# Introduction to PUMS Notebook

The U.S. Census website  contains numerous kinds of demographic  data about the United States.  In this section we focus on data collected in surveys conducted during the decennial  census, which is distinct from the more frequently collected American Community Survey data.  More especifically, we will  confine our attention to the [Census 2000 PUMS data](http://www2.census.gov/census_2000/datasets/PUMS/>). PUMS  stands for **Public Use Microdata Samples**.  It is called *Microdata* because the the records contain information about one person or one household.

The discussion below assumes you have visited the PUMS ages on the Census Bureau site and downloaded at least two files, `revisedpums1_alabama.txt` and the data dictionary available in the Excel workbooks, `5%_PUMS_record_layout.xls`.  For more details see the book draft chapter on data, especially the section on PUMS data.  You also need the Python module `read_in_census_data`, which can also be downloaded from a link in the PUMS data section of the book draft.

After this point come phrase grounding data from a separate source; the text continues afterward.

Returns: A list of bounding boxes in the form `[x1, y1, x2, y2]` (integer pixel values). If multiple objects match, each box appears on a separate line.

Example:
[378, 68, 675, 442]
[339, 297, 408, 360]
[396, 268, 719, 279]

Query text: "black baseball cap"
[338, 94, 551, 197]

## Reading in the data dictionary

First you need to import the `read_in_census_data` module and read in the data dictionary in
the Census web site Excel sheet.

In [1]:
from read_in_census_data import CensusInfo, DataFrameWrapper


one_percent_data_file = 'revisedpums1_alabama_01.txt'
data_dictionary = '5%_PUMS_record_layout.xls'
ci = CensusInfo (data_dictionary)

ModuleNotFoundError: ignored

You can now access information about various variable in the Census data.  You need to supply the variable name (or a legal synonym), the record type (person or household) and the file type (15 or 5%).   Below we look at information for the 'RELATE'
variable, which defines the relationship of a parson to the head of the household.  This is a person record variable (`ci.record_types[1]`) in a 1% file (`ci.file_types[1]`).

In [2]:
ci.print_var_info('RELATE',ci.record_types[1],ci.file_types[1])

NameError: ignored

In the next code snippet, we get a sample line from the alabama file:

In [0]:
line = ci.get_sample_record_from_db (one_percent_data_file)

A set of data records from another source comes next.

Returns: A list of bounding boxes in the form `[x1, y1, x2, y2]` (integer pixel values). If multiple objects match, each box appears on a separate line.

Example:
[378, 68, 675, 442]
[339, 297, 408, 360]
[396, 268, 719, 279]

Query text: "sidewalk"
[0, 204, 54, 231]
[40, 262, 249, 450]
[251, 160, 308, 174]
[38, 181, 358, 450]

The next code snippets print info about various variables:

In [0]:
#To get info about a DB variable, 3 things must be specfied
# file type (1 per cent or 5 per cent), record type (person or household)
# and the variable name (column name)
(var0,record_type, file_type) = ('RELATE',ci.record_types[1],ci.file_types[1])
# To get avilable info about the VALUE of a variable (usually an opaque code)
# Get the val of this variable for this line
val = ci.get_db_val(line, var0, record_type)
var_values_info = ci.variable_values_dictionary[record_type][(var0,file_type)]
    
# Print some of the info just retrieved.
print (var0,  record_type, val, var_values_info[val])

#ci.print_var_info ('EDUC', ci.person_record)
ci.print_var_info ('education', ci.person_record)
#ci.print_var_info ('RACE3', ci.person_record)
ci.print_var_info ('race', ci.person_record)
ci.print_var_info ('income', ci.person_record)

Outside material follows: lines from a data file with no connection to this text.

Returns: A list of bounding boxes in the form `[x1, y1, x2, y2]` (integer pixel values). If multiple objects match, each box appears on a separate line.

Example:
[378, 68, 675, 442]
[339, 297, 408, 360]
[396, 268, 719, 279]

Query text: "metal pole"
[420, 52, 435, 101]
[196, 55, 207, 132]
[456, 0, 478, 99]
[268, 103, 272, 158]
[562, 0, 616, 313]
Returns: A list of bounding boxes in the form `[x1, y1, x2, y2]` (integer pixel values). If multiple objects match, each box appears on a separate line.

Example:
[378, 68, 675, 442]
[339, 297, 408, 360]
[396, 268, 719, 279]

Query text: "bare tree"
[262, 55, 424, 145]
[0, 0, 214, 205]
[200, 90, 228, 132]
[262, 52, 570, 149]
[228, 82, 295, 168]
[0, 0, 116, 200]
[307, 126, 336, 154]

# Common to both household and person records, links them
ci.print_var_info('serial_no',ci.household_record)

ci.print_var_info('serial_no',ci.person_record)
ci.print_var_info('num_persons',ci.household_record)

try:
  ci.print_var_info('num_persons',ci.person_record)
except Exception as e:
  print(e.message)

## Use the following code to pick out some variables of interest.

In [0]:
for rt in ci.record_types:
    print(rt)
    print('=' * len(rt))
    print()
    rt_dict = ci.data_dictionary[rt]
    banner = '%-5s %14s  %s' % ('Var', 'Synonym', 'Description')
    print(banner)
    print('=' * len(banner))
    print()
    for var in sorted(rt_dict.keys()):
        syns = ', '.join(ci.backward_syns[var])
        print('%-9s %10s  %s' % (var, syns, rt_dict[var]['DESCRIPTION']))
    print()

## Learn more about the values of variable of interest with the following code.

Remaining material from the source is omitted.